J’erre dans la maison
en ermite ronchon
Pestant après les dieux, les saints et puis les diables,
Et exprimant, chez moi, une humeur de cochon :
L’ouragan m’envahit et me rend peu sociable.


Dès que souffle le vent © Mapomme

jeudi 2 janvier 2025

Élégies. Fêter on ne sait quoi

Passant d’un jour à l’autre, on fête on ne sait quoi,
Un nouvel an d’espoirs que percent des aiguilles,
Baudruches dégonflées par les traits d’un carquois,
Nous chipant les bonheurs que parfois
on resquille.

On s’enivre et on danse au milieu d’inconnus
Sur la piste morose où, en mesure, on foule
Les rêves d’autrefois, tremblants, tristes et nus
,
Les sourdes nostalgies que toujours on refoule.

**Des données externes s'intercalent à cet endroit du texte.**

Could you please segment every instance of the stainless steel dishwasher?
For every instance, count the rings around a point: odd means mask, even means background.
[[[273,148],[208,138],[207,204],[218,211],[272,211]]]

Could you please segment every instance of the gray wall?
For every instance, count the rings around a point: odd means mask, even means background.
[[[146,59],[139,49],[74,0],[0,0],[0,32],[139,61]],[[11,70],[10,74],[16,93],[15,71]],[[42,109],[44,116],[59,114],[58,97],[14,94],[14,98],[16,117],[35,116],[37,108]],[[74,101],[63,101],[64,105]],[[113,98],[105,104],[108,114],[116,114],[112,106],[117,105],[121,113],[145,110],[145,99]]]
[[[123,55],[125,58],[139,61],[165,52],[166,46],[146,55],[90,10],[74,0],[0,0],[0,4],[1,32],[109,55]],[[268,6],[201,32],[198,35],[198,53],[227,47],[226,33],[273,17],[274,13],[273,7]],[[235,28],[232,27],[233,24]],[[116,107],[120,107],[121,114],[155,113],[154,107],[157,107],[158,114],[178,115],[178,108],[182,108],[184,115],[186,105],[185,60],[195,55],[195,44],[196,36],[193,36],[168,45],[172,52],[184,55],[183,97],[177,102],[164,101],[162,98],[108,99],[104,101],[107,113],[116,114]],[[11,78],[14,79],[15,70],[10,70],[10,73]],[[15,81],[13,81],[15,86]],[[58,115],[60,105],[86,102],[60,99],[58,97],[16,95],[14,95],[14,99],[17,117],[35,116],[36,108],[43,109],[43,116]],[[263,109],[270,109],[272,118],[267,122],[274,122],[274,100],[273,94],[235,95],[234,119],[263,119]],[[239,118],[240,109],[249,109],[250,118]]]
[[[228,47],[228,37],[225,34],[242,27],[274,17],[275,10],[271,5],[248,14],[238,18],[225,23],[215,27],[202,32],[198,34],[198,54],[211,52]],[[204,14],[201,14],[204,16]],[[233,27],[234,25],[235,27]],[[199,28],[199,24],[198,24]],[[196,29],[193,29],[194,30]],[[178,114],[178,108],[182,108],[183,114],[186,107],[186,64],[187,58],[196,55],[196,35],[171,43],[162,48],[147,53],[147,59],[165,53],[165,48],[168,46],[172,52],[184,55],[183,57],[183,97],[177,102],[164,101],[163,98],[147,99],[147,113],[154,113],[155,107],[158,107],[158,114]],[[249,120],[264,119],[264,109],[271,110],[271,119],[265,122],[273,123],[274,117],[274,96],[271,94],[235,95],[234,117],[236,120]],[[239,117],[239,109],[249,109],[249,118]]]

Dans une fausse nuit où brillent en clignant
D’électriques astres, éclairs stroboscopiques
Mimant au ralenti nos émois trépignants,
Renaissent et meurent des espoirs utopiques.

Fantômes d’autrefois, dans notre sang revit
Un temps pourtant défunt qu’on a repeint de joies,
Songes et mensonges qu’on revit si ravis,
Lorsque peu de bonheurs, ici-bas, nous échoient.

Éveillons l’heureux temps des plaisirs incertains,
on fête un futur dans une transe exquise,
L’agonie d’un piano aux franges du matin,
Par le venin du spleen ayant l’âme conquise.